The hobo grunted and bit into a doughnut and Bunker Hill settled down beside him.

“Say,” he began in an easy, conversational tone, “did you ever hear about the hobo that was walking the streets in Globe? Well, he was broke and up against it–hadn’t et for two days and the rustling was awful poor–but as he was walking along the street in front of that big restaurant he saw a new meal ticket on the sidewalk. His luck had been so bad he wouldn’t even look at it but at last when he went by he took another slant and see that it was good–there wasn’t but one meal punched out.”

“Aw, rats,” scoffed Big Boy, “are you still telling that one? There was a miner came by just as he reached down to grab it and punched out every meal with his hob-nails.”

“That’s the story,” admitted Bunker, “but say, here’s another one–did you ever hear of the hobo Mark Twain? Well, he was a well-known character in the old days around Globe–kinder drifted around from one camp to the other and worked all his friends for a dollar. That was his regular graft, he never asked for more and he never asked the same man twice, but once every year he’d make the rounds and the old-timers kind of put up with him. Great story-teller and all that and one day I was sitting talking with him when a mining man came into the saloon. He owned a mine, over around Mammoth somewhere, and he wanted a man to herd it. It was seventy-five a month, with all expenses paid and all you had to do was to stick around and keep some outsider from jumping in. Well, when he asked for a man I saw right away it was just the place for old Mark and I began to kind of poke him in the ribs, but when he didn’t answer I hollered to the mining man that I had just the feller he wanted. Well, the mining man came over and put it up to Mark, and everybody present began to boost. He was such an old bum that we wanted to get rid of him and there wasn’t a thing he could kick on. There was plenty of grub, a nice house to live in and he didn’t have to work a tap; but in spite of all that, after he’d asked all kinds of questions, Old Mark said he’d have to think it over. So he went over to the bar and began to figger on some paper and at last he came back and said he was sorry but he couldn’t afford to take it.

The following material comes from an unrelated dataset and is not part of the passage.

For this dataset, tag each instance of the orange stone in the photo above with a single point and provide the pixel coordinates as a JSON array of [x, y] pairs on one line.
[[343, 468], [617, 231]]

“‘Well, why not?’ we asks, because we knowed he was a bum, but he says: ‘Well gentlemen, I’ll tell ye, it’s this way. I’ve got twelve hundred friends in Arizona that’s worth a dollar apiece a year; but this danged job only pays seventy-five a month–I’d be losing three hundred a year.”

“Huh, huh,” grunted Big Boy, picking up some folded tarts, “your mind seems to be took up with hoboes.”